The syslog functionality is one of the main tools for a sysadmin. While writing logfiles with events of interest is a common feature of any application, having a system-wide logging functionality means all logs can be handled as one on the system. But syslog does not stop there. With these tool, a sysadmin can centralize log processing in the datacenter by forwarding the incoming events from applications to central logservers, where they can be processed at a large scale.

Centralized logging is an overkill on a home system with a few computers, but already have it’s benefits around a dozen machine. For example, a dozen desktops sending all their logfiles to a central logserver mean they don’t need to store them on the long run, the logs will occupy disk space in the logserver. The admin can check for problems in only one place (possibly by means of automated reports), the logs can be preserved in a safe way by the means of backups, stored more effective by means of heavy compressing, and will not be lost on a client’s failure or user error.

In this tutorial you will learn:

  • How to install rsyslog package on RHEL 8 / CentOS 8.
  • How to verify successful install.
  • How to start, stop and autostart rsyslog service.
  • How to test syslog functionality with logger.

Status output of rsyslog service with systemctl.

Status output of rsyslog service with systemctl.

Software Requirements and Conventions Used

Software Requirements and Linux Command Line Conventions
Category Requirements, Conventions or Software Version Used
System RHEL 8 / CentOS 8
Software rsyslog 8
Other Privileged access to your Linux system as root or via the sudo command.
Conventions # – requires given linux commands to be executed with root privileges either directly as a root user or by use of sudo command
$ – requires given linux commands to be executed as a regular non-privileged user

How to install syslog on RHEL 8 / CentOS 8 step by step instructions



On RHEL 8 / CentOS 8 rsyslog package should be installed and running by default. There may be cases where you need to install it anyway, for example package broken/deleted, reverting from another syslog service, etc.

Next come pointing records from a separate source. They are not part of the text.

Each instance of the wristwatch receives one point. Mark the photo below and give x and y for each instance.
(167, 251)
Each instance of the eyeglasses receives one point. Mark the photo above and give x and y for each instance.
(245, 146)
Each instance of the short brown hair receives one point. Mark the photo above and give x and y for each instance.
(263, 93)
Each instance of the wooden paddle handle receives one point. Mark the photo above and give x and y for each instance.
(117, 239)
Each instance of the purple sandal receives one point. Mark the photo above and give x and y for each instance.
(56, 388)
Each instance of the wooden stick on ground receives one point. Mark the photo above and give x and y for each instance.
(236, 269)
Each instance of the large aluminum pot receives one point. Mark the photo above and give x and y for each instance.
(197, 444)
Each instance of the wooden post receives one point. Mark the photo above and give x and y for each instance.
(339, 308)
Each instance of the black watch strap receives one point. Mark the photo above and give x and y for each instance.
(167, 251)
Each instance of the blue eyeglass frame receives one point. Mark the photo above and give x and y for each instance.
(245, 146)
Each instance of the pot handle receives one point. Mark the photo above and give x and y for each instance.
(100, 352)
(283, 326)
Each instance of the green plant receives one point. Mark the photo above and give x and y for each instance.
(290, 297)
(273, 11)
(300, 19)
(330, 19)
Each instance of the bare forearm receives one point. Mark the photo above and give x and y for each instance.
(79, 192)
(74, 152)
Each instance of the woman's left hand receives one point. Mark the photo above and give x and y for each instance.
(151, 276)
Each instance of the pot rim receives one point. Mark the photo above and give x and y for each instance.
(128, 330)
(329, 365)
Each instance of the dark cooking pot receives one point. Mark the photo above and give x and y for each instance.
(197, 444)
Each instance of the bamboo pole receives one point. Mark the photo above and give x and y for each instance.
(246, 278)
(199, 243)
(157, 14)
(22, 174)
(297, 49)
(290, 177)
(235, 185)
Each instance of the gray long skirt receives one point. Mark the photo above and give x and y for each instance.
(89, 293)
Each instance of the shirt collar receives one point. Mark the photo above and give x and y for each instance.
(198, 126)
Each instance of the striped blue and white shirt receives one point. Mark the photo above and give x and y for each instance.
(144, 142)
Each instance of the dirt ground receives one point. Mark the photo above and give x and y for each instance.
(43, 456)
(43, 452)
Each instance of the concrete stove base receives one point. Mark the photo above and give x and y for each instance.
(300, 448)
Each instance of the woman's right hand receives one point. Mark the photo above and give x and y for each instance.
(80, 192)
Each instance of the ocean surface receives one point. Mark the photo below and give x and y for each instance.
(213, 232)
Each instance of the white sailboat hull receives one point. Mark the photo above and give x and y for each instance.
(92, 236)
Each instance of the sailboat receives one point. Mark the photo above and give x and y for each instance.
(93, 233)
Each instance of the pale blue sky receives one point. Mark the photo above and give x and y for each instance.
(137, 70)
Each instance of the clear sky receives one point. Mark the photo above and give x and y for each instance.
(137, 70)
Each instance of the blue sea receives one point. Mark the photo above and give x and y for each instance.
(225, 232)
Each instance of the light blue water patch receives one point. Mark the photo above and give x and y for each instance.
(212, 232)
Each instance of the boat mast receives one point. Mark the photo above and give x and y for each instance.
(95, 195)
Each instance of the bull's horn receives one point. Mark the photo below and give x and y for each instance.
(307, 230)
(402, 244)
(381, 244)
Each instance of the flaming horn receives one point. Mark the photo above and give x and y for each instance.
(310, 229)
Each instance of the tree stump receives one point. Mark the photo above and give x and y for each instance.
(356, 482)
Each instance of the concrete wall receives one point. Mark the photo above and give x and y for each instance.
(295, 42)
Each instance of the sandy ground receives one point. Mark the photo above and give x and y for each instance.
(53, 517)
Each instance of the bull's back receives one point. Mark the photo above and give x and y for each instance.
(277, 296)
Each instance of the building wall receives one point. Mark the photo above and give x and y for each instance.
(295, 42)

  1. The rsyslog is reachable from the base repositories. You need to have Subscription Management repositories set up and reachable in order to install any packages. With that in place, install is only one dnf command away:
    # dnf install rsyslog -y
  2. To verify successful installation, you can query the rpm database for the package:
    # rpm -q rsyslog
    rsyslog-8.37.0-6.el8.x86_64

    dnf should also show “install time” status in the info output with the --verbose option:

    # dnf info rsyslog --verbose
    [...]
    Installed Packages
    Name         : rsyslog
    Version      : 8.37.0
    Release      : 6.el8
    Arch         : x86_64
    Size         : 2.2 M
    Source       : rsyslog-8.37.0-6.el8.src.rpm
    Repo         : @System
    [...]
    Install time : Thu Dec 27 12:24:35 2018
    Installed by : [...]

    And lastly, systemd should know about the service (not running), which means the service files are in place:

    # systemctl status rsyslog.service
    ● rsyslog.service - System Logging Service
       Loaded: loaded (/usr/lib/systemd/system/rsyslog.service; enabled; vendor preset: enabled)
       Active: inactive (dead)
         Docs: man:rsyslogd(8)
               http://www.rsyslog.com/doc/


  3. To start, stop, and get the status of the service, we use systemctl. In the last step we have seen the status of the just installed service, in inactive state. We can start it with:
    # systemctl start rsyslog.service

    And stop with:

    # systemctl stop rsyslog.service

    The status showed that the service is enabled on installation, which means it will start automatically on startup of the operating system. We can disable this autostart feature with:

    # systemctl disable rsyslog.service

    And enable it again the same way:

    # systemctl enable rsyslog.service
  4. To test if the service is functional (that is, accepting syslog events from the system), we can use logger:
    # echo "test message from user root" | logger

    And see the message properly shipped into the main syslog file by checking the last lines of /var/log/messages:

    # tail /var/log/messages 
    [...]
    Dec 27 12:39:46 rhel8 rsyslogd[2636]: [origin software="rsyslogd" swVersion="8.37.0-6.el8" x-pid="2636" x-info="http://www.rsyslog.com"] start
    Dec 27 12:39:46 rhel8 systemd[1]: Started System Logging Service.
    Dec 27 12:41:56 rhel8 testuser[2668]: test message from user root

    Where rhel8 is the hostname of the lab machine, testuser is the original user that switched to root, the PID of our session, and finally our message from echo redirected to logger‘s STDIN.